In the immigration case, the Obama administration opposes Arizona’s requirement that police check the legal status of people they stop for other reasons. The administration argued in Arizona v. United States, No. 11-182, that the federal government has the exclusive authority to enact and enforce immigration laws.

The MSBA session will also address what Turley referred to as among the most significant First Amendment cases in many years. United States v. Alvarez, No. 11-210, which awaits the court’s decision, addresses the constitutionality of the federal Stolen Valor Act, which makes it a crime for anyone to falsely claim they have been awarded a U.S. military decoration or medal.

The law differs significantly from other federal fraud statutes, which criminalize lies that are told to secure financial gain. The Stolen Valor Act makes the lie itself the crime, Turley said.

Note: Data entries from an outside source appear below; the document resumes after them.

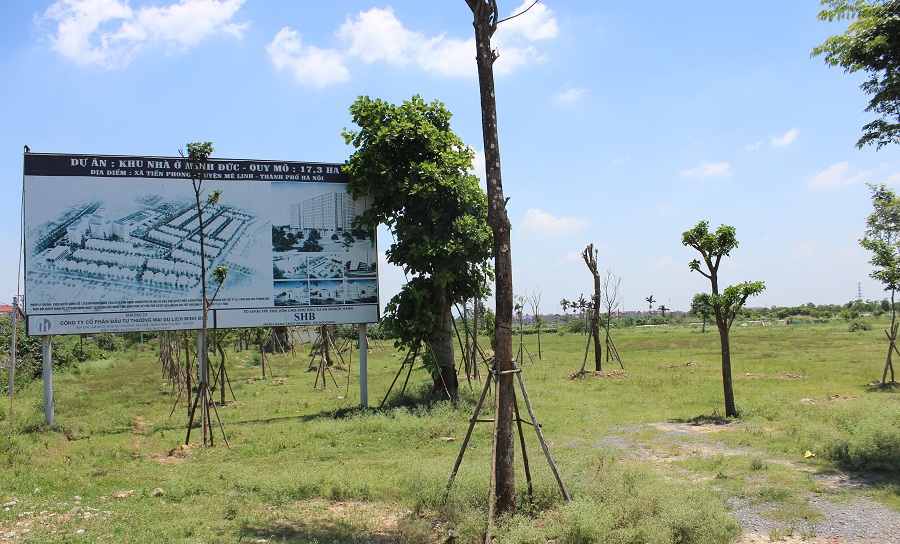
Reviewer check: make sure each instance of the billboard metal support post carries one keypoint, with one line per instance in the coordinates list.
(363, 366)
(48, 379)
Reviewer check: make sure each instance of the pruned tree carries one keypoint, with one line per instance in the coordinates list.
(485, 20)
(612, 298)
(590, 259)
(416, 173)
(198, 161)
(882, 238)
(534, 301)
(870, 44)
(723, 303)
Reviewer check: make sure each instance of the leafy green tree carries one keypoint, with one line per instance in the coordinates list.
(870, 44)
(882, 238)
(724, 304)
(416, 172)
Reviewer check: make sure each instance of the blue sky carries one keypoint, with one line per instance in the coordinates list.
(621, 124)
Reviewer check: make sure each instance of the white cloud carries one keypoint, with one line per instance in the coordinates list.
(785, 139)
(755, 146)
(805, 250)
(540, 224)
(377, 35)
(514, 37)
(837, 175)
(708, 170)
(569, 96)
(311, 66)
(109, 33)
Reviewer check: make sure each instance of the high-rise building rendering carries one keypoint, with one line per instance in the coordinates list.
(329, 211)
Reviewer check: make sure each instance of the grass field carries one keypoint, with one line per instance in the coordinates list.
(306, 465)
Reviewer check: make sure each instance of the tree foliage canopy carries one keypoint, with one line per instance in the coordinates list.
(712, 247)
(870, 44)
(882, 236)
(417, 173)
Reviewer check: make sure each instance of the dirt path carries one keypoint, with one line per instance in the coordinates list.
(854, 521)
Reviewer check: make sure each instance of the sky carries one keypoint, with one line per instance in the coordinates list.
(621, 124)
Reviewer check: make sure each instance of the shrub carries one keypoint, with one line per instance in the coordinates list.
(859, 326)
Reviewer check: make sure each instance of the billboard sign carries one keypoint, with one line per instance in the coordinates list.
(112, 244)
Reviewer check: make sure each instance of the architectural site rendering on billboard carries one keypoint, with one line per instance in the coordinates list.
(112, 244)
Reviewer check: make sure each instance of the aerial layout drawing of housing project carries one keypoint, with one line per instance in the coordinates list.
(113, 244)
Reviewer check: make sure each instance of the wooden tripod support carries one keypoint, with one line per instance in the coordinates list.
(492, 375)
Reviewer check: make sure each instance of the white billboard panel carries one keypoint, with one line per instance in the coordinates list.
(112, 244)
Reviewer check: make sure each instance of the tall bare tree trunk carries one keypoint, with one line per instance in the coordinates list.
(441, 341)
(730, 410)
(590, 259)
(485, 22)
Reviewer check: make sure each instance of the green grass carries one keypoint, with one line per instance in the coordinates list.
(306, 465)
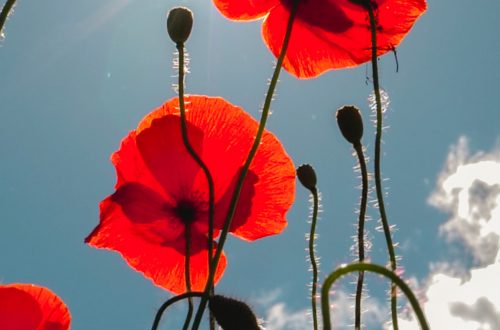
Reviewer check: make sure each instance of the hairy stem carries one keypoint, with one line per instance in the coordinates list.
(246, 166)
(194, 155)
(366, 267)
(171, 301)
(361, 231)
(378, 175)
(314, 264)
(5, 13)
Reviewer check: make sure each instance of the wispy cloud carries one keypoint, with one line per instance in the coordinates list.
(468, 189)
(279, 316)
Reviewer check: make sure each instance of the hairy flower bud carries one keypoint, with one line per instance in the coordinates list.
(179, 24)
(307, 176)
(350, 123)
(232, 314)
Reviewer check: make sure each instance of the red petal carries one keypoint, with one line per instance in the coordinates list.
(267, 194)
(26, 307)
(335, 35)
(165, 155)
(147, 211)
(162, 263)
(245, 10)
(18, 310)
(228, 135)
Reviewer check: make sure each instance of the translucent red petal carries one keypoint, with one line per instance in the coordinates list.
(245, 10)
(31, 307)
(163, 263)
(331, 34)
(154, 172)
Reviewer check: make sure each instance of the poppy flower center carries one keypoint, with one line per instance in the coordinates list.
(186, 211)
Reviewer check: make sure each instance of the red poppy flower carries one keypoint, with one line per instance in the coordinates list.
(327, 34)
(160, 189)
(31, 307)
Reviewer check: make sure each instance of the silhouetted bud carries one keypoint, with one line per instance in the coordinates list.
(232, 314)
(307, 176)
(179, 24)
(364, 3)
(350, 123)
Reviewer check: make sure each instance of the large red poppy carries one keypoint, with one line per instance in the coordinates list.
(31, 307)
(327, 34)
(160, 189)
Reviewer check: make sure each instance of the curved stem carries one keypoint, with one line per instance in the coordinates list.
(361, 231)
(172, 301)
(357, 267)
(378, 176)
(5, 13)
(194, 155)
(246, 166)
(187, 234)
(312, 258)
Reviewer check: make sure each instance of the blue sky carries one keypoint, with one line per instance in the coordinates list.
(77, 76)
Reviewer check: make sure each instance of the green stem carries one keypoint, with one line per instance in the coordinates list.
(312, 258)
(361, 231)
(172, 301)
(5, 13)
(357, 267)
(378, 176)
(246, 166)
(187, 233)
(194, 155)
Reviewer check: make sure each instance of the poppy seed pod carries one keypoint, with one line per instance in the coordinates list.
(307, 176)
(179, 24)
(350, 123)
(232, 314)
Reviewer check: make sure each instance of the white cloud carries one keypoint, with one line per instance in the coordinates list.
(469, 190)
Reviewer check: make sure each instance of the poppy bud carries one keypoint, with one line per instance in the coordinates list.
(179, 24)
(232, 314)
(307, 176)
(350, 123)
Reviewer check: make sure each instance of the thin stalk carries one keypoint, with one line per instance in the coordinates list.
(312, 258)
(5, 13)
(172, 301)
(246, 166)
(361, 230)
(194, 155)
(187, 234)
(378, 176)
(372, 268)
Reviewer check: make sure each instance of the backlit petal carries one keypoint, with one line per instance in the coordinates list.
(162, 263)
(334, 35)
(245, 10)
(27, 306)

The act presents “one of the gravest threats to free speech,” he said. “Once you give the government the right to criminalize a lie, you give them the right to determine what is true and what is not.”

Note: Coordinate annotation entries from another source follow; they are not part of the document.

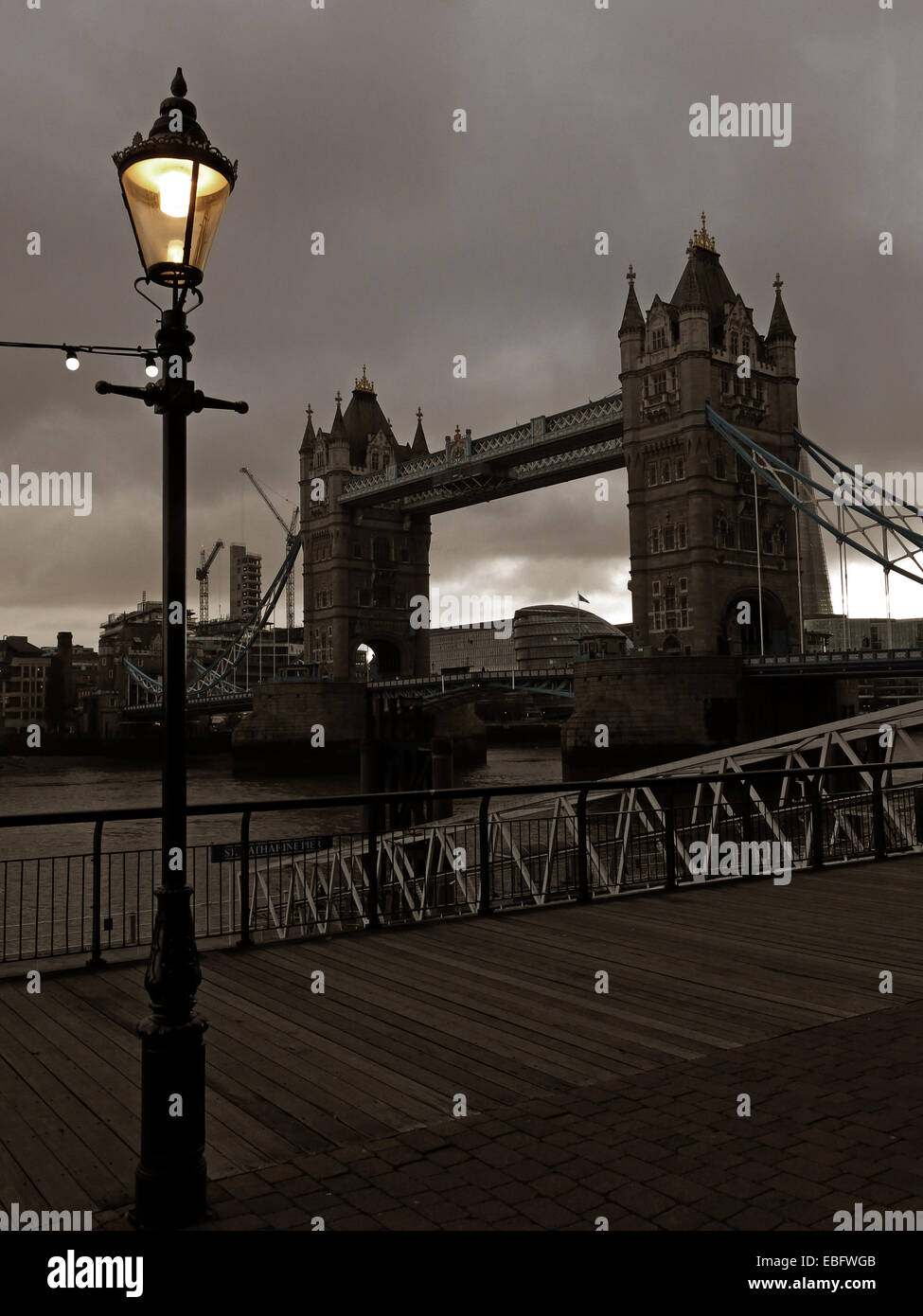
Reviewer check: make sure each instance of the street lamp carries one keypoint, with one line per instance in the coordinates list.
(174, 186)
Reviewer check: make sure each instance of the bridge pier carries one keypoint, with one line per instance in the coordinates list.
(632, 712)
(303, 725)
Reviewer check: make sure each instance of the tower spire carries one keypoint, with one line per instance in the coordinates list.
(418, 446)
(632, 320)
(780, 326)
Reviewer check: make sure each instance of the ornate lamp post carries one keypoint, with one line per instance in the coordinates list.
(175, 186)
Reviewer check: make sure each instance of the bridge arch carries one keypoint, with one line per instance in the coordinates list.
(743, 637)
(383, 657)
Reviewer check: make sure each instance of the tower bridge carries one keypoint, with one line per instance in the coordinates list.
(726, 533)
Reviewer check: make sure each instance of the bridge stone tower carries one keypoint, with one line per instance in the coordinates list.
(700, 539)
(361, 566)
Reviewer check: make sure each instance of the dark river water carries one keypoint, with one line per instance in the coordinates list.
(64, 785)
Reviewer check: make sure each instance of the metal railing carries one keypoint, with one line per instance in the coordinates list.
(635, 833)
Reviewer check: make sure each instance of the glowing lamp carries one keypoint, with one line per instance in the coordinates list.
(175, 186)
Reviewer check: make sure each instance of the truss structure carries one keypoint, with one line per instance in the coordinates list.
(853, 508)
(215, 681)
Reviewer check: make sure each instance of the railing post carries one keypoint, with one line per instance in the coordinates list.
(97, 911)
(879, 813)
(745, 810)
(371, 866)
(670, 841)
(246, 937)
(817, 824)
(582, 856)
(484, 856)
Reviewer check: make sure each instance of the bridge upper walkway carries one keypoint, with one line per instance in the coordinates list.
(545, 451)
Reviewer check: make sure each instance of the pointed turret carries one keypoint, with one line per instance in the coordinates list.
(418, 445)
(632, 320)
(689, 293)
(337, 428)
(780, 326)
(309, 441)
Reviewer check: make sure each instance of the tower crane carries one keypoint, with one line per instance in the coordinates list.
(202, 577)
(290, 540)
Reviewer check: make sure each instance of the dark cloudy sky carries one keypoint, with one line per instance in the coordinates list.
(437, 243)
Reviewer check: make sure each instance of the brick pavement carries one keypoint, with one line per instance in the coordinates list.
(836, 1117)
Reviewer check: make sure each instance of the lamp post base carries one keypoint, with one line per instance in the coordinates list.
(171, 1177)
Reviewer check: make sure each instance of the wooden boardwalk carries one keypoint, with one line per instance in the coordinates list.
(501, 1009)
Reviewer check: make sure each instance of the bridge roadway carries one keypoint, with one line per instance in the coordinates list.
(559, 681)
(578, 1103)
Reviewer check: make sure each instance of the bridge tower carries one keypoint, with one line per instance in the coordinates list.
(361, 566)
(700, 539)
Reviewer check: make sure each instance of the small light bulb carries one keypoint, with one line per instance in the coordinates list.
(175, 191)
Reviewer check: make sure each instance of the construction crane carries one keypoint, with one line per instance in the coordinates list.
(290, 540)
(202, 577)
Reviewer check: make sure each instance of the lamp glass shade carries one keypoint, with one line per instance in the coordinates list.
(159, 192)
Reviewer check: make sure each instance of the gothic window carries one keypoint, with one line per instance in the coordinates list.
(748, 530)
(676, 606)
(773, 540)
(723, 532)
(656, 607)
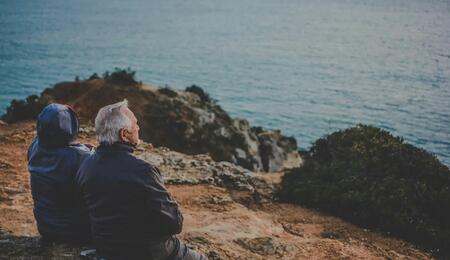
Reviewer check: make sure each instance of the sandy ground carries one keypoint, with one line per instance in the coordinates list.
(220, 223)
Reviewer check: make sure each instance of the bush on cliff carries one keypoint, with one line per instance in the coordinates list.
(365, 175)
(24, 109)
(121, 76)
(204, 97)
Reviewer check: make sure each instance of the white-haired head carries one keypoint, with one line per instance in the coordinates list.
(110, 120)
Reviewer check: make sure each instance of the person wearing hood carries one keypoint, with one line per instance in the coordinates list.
(53, 160)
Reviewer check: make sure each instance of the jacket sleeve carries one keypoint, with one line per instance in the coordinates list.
(161, 207)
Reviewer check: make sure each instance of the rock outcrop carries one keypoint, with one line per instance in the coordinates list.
(186, 121)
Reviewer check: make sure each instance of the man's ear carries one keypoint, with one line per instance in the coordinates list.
(123, 135)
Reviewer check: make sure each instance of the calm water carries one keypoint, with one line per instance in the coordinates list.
(306, 67)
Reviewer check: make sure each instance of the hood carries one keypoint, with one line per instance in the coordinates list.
(57, 125)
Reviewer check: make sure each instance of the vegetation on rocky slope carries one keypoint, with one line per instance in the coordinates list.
(187, 121)
(367, 176)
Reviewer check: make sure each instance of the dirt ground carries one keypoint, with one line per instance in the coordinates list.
(218, 222)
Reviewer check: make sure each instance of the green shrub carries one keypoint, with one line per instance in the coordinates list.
(204, 97)
(121, 76)
(367, 176)
(24, 109)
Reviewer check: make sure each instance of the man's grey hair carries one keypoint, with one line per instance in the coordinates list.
(109, 120)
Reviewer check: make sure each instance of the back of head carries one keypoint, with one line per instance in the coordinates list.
(57, 125)
(110, 119)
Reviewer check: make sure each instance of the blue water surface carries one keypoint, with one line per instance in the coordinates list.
(306, 67)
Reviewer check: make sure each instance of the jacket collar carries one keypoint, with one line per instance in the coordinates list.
(116, 147)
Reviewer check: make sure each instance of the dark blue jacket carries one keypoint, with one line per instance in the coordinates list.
(53, 161)
(129, 207)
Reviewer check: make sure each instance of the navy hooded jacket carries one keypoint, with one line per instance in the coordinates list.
(53, 161)
(128, 204)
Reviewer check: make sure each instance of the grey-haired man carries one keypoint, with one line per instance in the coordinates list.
(132, 214)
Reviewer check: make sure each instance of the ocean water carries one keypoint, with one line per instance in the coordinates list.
(306, 67)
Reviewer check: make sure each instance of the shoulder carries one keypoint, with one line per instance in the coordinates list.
(147, 171)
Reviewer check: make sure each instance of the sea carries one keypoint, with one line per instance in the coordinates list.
(307, 67)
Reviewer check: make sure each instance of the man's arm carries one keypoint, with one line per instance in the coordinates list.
(162, 208)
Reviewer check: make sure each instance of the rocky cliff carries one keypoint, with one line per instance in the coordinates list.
(186, 121)
(229, 212)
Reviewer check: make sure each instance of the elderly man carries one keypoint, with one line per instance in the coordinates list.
(53, 160)
(132, 214)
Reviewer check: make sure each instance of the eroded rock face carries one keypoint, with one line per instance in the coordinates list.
(185, 121)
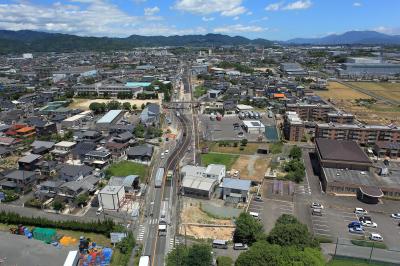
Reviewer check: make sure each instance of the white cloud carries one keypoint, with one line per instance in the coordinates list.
(297, 5)
(238, 28)
(274, 6)
(206, 19)
(204, 7)
(301, 4)
(95, 18)
(151, 11)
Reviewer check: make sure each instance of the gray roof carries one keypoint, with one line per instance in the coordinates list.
(236, 184)
(341, 150)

Turley is scheduled to be joined on the panel by attorney Patricia Ann Millett, a former assistant U.S. solicitor general and head of Akin Gump Strauss Hauer & Feld LLP’s Supreme Court practice in Washington; and Jess Bravin, the Wall Street Journal’s Supreme Court correspondent. Andrew H. Baida, a former solicitor general of Maryland who is now a partner with Rosenberg | Martin | Greenberg LLP in Baltimore, co-chaired the program with Court of Special Appeals Judge Robert A. Zarnoch and is scheduled to moderate the panel.

“By any measure, this will be a historic term,” Turley said. “We could literally spend weeks talking about these cases.”